El gestor de fondos de Polar Capital, Nick Evans, vio cómo su fondo tecnológico global de 12.000 millones de dólares superó al 99% de sus pares en un período de un año y al 97% en cinco años al vender acciones de software antes que la competencia. según un informe de Bloomberg.
“Creemos que el software de aplicación enfrenta una amenaza existencial por parte de la IA”, dijo Evans a Bloomberg.
Las acciones de software se han visto afectadas por la preocupación de que la IA, en particular herramientas como Claude Cowork de Anthropic, automatice el software de aplicaciones, lo que ayuda a los usuarios a completar tareas como escribir documentos, crear hojas de cálculo y gestionar la nómina.
Un fondo cotizado en bolsa que rastrea el sector de software de EE. UU. ha bajado más del 22% en lo que va del año. Los líderes de la industria como Salesforce y ServiceNow han bajado un 25% y un 27%, respectivamente.
Evans dijo que Polar Capital había vendido prácticamente todas sus participaciones en empresas de software como SAP SE, ServiceNow, Adobe y HubSpot, y le dijo a Bloomberg que el fondo “no volverá a estas empresas”.
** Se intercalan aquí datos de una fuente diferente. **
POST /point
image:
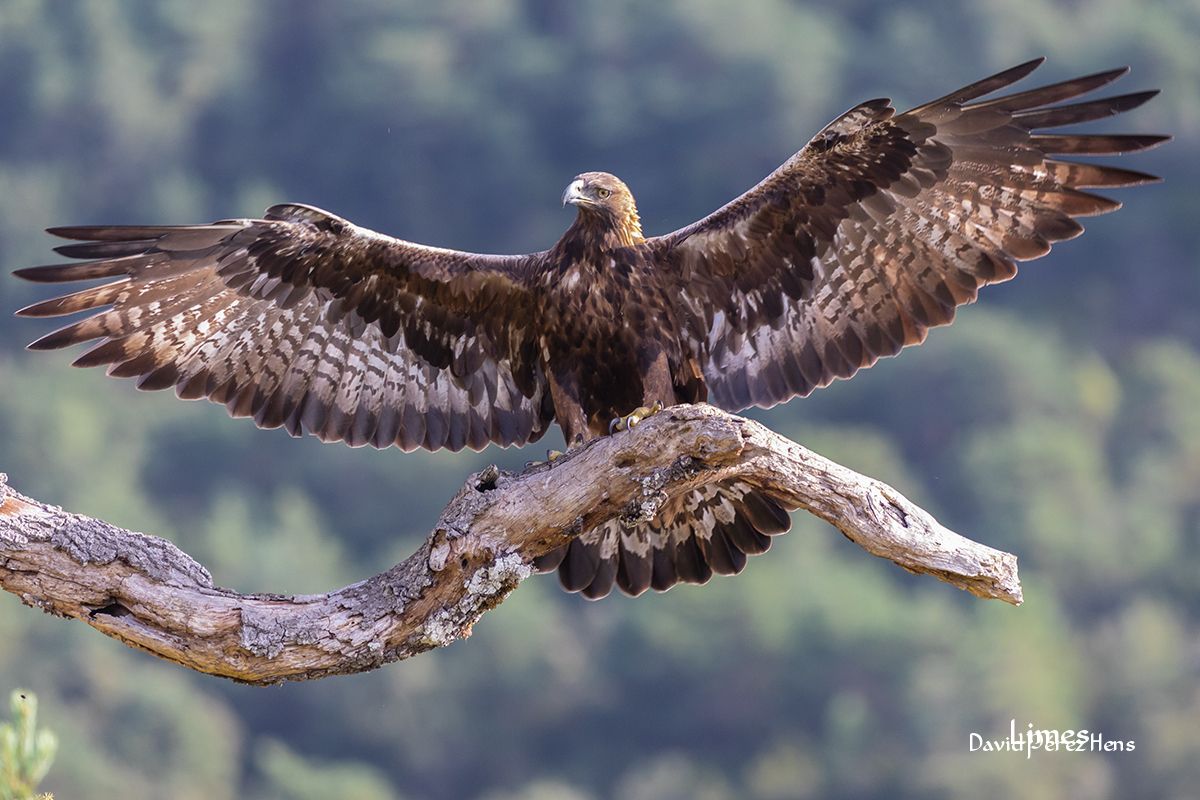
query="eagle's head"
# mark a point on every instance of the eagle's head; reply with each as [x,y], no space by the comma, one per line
[605,199]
Los inversores deberían “infraponderar significativamente el software de aplicaciones y necesitan responder rápidamente, porque a medida que los modelos mejoran, la disrupción se acelera”, dijo Evans.
La caída del mercado también podría perjudicar a las empresas de software a largo plazo, ya que muchos empleados reciben acciones como parte de su compensación y los ejecutivos podrían verse obligados a compensar las pérdidas de acciones desembolsando más efectivo, según Evans.
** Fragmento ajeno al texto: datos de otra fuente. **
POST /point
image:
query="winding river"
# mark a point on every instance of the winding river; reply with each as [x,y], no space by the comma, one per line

“No creemos que los precios actuales reflejen incertidumbre sobre el valor final o presión sobre el flujo de caja libre”, dijo a Bloomberg.
Las empresas de software enfrentan una dura competencia no sólo de los gigantes de la IA, sino también de sus propios clientes, que se apresuran a desarrollar herramientas de IA internamente para reducir costos.
Evans dijo a Bloomberg que espera que sólo unas pocas empresas sobrevivan a un doloroso ajuste de cuentas, comparándolo con el meteórico impacto de Internet en los medios impresos en la década de 2000.
Algunas empresas, como SAP, una empresa alemana que fabrica paquetes de software complejos, serán más resistentes a este cambio del mercado, afirmó Evans.
Pero las herramientas de inteligencia artificial se están volviendo “significativamente más poderosas”, por lo que no está claro cómo les irá a largo plazo incluso a las empresas de software más especializadas, añadió.
El fondo de cobertura con buenos resultados es optimista respecto a los fabricantes de chips: las empresas de semiconductores ocupaban siete de sus 10 primeras posiciones a finales de enero.
Su mayor participación es Nvidia de Jensen Huang, que representa casi el 10% de la cartera total.
El fondo también es optimista respecto de las empresas que fabrican equipos de redes y fibra óptica, así como aquellas que proporcionan infraestructura energética crítica a centros de datos que consumen mucha energía.
Evans también aumentó sus participaciones en empresas de software de infraestructura como Cloudflare y Snowflake en enero, y dijo que tenía una visión neutral del software de ciberseguridad, que no parece enfrentar riesgos inmediatos por el crecimiento de la IA.
Wall Street sigue debatiendo el futuro del sector del software frente a la inteligencia artificial.
Los estrategas de JPMorgan Chase adoptaron una visión más optimista la semana pasada y escribieron que las acciones de software como Microsoft y ServiceNow podrían recuperarse tras la reciente “acción extrema del precio”.